Nicht nur die Einstellung der lokalen Bevölkerung zu neuen Gesetzen, sondern generell deren Stimmung einzufangen war eine wichtige Funktion der Berichte; namentlich die negativen Reaktionen auf Versorgungsengpässe, Lohnkürzungen, die Korruption oder die permanenten Sammlungen für das Winterhilfswerk wurden in Berlin mit Fortdauer des Krieges mit immer größeren Sorgen zur Kenntnis genommen. Insbesondere in den letzten Kriegsjahren registrierten die Justizstellen aufmerksam die sich häufenden Zeichen von zivilem Ungehorsam. So beobachteten sie in den größeren Städten Agitationen von christlichsozialen, sozialistischen und kommunistischen Aktivisten, während auf dem Land eine Zunahme des Kirchenbesuchs und des "Grüß-Gott-" statt des Führer-Grußes registrierten.

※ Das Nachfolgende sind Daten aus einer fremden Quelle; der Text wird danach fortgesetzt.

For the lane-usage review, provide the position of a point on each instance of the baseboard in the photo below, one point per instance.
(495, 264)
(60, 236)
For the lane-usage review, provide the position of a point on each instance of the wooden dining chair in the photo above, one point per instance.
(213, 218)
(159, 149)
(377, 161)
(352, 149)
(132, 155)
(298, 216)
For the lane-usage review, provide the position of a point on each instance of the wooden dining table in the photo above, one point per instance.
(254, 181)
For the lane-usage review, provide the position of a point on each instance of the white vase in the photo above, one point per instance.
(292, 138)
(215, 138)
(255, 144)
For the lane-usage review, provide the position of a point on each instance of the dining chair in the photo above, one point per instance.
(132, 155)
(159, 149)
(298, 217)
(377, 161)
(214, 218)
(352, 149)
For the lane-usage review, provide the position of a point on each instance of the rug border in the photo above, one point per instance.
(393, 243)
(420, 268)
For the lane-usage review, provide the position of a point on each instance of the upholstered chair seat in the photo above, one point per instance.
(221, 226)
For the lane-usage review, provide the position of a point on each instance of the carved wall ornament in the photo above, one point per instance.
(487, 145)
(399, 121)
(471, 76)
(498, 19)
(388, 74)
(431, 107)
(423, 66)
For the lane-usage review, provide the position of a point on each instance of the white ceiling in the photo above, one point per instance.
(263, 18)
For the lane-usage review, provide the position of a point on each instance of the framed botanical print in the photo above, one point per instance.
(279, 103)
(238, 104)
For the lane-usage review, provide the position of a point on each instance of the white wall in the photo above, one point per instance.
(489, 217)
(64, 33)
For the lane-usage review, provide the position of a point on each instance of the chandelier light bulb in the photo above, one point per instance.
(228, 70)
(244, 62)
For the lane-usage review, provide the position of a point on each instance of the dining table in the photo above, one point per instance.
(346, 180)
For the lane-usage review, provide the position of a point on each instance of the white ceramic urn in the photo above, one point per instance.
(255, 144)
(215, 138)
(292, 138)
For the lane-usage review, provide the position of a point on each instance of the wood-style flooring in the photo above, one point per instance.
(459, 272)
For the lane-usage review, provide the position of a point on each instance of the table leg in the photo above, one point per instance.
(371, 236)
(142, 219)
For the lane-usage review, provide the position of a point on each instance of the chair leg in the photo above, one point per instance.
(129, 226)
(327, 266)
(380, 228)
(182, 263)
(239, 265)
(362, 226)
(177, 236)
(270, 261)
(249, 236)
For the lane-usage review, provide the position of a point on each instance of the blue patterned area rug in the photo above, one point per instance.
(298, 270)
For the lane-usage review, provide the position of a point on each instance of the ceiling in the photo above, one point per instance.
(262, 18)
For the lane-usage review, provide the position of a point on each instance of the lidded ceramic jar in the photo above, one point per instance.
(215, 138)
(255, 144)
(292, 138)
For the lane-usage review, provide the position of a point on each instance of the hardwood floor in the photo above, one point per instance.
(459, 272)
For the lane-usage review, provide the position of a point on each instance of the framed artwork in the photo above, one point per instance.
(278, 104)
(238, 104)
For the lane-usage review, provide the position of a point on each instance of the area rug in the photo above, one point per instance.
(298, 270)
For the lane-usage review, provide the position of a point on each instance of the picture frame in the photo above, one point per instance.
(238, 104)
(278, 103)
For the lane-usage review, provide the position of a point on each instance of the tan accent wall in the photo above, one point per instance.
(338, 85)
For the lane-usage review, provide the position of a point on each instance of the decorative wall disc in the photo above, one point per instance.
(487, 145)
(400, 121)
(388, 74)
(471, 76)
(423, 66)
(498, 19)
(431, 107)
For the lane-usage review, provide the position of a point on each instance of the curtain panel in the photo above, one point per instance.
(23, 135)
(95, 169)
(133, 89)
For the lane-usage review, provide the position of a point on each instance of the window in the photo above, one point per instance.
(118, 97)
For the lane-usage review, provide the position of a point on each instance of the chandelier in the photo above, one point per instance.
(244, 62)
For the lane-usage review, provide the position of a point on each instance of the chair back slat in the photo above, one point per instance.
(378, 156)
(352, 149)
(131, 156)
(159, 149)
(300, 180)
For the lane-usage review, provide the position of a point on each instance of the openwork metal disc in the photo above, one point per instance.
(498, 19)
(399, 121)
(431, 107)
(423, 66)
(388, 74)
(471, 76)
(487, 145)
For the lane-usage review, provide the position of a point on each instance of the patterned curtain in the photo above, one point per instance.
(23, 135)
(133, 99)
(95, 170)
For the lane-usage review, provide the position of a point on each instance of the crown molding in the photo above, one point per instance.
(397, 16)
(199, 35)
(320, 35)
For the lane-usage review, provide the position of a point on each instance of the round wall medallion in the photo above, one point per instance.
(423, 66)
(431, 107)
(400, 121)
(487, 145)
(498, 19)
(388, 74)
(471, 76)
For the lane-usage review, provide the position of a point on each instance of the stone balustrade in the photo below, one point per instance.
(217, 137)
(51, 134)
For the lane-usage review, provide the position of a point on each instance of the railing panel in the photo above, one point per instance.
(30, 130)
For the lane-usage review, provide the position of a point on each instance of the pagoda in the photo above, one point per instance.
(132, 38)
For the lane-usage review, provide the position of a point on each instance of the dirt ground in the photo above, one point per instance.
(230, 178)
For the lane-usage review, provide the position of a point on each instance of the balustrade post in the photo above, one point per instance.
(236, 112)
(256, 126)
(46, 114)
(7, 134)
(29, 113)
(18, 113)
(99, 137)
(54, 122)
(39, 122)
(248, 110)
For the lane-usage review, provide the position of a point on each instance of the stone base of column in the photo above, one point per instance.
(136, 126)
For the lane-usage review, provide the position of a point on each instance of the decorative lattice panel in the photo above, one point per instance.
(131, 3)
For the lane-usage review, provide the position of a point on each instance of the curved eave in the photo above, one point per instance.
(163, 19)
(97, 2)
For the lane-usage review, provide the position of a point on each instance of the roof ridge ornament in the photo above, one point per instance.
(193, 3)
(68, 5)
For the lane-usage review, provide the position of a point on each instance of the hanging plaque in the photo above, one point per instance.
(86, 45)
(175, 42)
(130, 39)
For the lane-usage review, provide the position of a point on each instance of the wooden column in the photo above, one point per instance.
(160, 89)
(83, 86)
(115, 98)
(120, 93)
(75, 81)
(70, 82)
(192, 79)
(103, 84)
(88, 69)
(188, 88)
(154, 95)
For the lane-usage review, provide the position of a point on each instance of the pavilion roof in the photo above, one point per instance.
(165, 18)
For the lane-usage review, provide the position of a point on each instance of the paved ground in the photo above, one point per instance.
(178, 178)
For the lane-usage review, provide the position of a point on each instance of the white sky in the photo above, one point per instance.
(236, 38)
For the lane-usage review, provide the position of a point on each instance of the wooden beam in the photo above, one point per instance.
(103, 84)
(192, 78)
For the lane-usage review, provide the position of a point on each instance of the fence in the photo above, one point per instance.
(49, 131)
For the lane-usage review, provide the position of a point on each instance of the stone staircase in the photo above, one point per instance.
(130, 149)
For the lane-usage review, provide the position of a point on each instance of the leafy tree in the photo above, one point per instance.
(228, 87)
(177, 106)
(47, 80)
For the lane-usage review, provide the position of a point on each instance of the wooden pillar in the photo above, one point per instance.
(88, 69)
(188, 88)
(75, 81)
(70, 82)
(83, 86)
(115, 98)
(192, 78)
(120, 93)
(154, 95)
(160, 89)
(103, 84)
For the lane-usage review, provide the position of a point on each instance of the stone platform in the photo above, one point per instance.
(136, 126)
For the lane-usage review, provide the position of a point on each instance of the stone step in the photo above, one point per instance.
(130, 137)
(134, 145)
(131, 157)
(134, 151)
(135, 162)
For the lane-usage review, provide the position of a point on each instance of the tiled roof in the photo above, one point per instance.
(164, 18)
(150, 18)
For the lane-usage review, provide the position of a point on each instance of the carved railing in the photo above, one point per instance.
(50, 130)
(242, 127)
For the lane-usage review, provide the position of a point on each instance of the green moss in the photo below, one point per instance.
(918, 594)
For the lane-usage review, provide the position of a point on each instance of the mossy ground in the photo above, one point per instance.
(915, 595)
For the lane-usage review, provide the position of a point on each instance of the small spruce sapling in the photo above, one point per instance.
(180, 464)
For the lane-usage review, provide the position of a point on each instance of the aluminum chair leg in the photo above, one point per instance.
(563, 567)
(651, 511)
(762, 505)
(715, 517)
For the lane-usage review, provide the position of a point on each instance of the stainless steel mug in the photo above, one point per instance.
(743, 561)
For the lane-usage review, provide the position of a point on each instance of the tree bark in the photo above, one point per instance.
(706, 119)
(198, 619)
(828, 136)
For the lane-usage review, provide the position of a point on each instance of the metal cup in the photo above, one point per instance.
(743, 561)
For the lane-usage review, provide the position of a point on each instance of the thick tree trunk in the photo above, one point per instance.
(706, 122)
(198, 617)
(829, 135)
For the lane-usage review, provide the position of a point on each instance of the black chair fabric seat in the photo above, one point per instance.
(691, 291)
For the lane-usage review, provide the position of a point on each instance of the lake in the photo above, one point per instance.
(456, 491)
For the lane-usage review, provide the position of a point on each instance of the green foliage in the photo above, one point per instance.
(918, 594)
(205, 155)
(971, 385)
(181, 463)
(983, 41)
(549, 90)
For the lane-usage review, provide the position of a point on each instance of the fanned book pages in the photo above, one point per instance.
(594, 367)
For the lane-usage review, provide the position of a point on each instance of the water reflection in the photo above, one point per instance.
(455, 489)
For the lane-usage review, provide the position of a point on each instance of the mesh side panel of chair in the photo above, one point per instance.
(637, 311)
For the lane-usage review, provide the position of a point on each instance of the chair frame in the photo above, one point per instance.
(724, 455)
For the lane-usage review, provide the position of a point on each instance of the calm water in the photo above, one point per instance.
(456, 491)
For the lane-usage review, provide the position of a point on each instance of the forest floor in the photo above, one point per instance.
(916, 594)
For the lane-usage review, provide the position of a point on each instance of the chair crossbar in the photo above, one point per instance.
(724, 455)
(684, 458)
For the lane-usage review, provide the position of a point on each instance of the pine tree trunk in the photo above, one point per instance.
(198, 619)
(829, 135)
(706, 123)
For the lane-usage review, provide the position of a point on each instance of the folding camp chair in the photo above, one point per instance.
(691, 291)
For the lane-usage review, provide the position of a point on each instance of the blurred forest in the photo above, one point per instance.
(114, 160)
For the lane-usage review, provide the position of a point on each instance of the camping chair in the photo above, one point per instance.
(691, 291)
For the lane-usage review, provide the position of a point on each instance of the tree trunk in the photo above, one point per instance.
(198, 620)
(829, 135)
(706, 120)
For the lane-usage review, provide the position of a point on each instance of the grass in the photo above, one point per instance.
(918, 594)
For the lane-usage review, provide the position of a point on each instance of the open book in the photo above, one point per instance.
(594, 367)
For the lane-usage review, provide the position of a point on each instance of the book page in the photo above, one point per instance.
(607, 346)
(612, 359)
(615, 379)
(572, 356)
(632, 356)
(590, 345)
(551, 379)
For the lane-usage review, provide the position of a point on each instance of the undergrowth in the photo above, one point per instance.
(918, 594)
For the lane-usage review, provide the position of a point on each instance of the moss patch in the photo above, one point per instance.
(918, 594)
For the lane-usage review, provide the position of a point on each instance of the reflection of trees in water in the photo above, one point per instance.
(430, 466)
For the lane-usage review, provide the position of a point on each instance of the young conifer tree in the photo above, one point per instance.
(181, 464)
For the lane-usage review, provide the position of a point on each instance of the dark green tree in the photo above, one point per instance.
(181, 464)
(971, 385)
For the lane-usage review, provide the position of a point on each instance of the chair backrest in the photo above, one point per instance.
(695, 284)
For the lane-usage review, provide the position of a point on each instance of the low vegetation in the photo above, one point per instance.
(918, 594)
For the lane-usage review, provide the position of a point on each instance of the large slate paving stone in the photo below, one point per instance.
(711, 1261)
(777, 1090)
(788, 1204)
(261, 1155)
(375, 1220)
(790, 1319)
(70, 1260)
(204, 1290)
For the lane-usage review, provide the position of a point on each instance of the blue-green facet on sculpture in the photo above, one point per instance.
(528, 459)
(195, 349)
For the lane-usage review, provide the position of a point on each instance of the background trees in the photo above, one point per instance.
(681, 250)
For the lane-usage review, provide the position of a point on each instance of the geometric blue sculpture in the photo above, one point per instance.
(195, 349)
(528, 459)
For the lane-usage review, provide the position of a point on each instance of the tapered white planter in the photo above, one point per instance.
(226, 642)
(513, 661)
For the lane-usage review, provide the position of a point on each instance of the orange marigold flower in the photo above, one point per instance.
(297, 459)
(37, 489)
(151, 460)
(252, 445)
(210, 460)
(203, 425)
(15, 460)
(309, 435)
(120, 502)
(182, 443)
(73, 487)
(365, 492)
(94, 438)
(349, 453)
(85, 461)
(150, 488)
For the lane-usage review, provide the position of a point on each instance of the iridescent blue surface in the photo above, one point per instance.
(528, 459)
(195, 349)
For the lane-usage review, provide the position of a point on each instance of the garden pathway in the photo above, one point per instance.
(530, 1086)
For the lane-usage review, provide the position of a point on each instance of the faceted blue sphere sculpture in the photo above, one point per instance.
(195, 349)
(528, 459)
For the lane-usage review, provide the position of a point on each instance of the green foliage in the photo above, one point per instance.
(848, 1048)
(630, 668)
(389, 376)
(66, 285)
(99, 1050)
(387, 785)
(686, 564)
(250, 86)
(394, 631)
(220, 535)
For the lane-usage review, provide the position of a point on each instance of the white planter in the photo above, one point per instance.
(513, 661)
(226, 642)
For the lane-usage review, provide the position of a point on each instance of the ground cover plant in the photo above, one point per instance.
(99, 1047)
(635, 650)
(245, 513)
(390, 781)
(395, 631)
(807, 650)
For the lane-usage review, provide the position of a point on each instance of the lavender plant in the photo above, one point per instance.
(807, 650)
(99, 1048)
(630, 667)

Für die Prozesse gegen Widerstandskämpfer wurden die Organisationsstrukturen diverser Widerstandsgruppen in den Justizdokumenten zum Teil sehr genau analysiert, was sie zu wertvollen zeitgeschichtlichen Dokumenten macht. Nicht das geringste Verdienst dieser wertvollen Quellenedition ist es, deutlich zu machen, wie willfährig sich die Justiz in den Dienst der Nationalsozialisten stellte.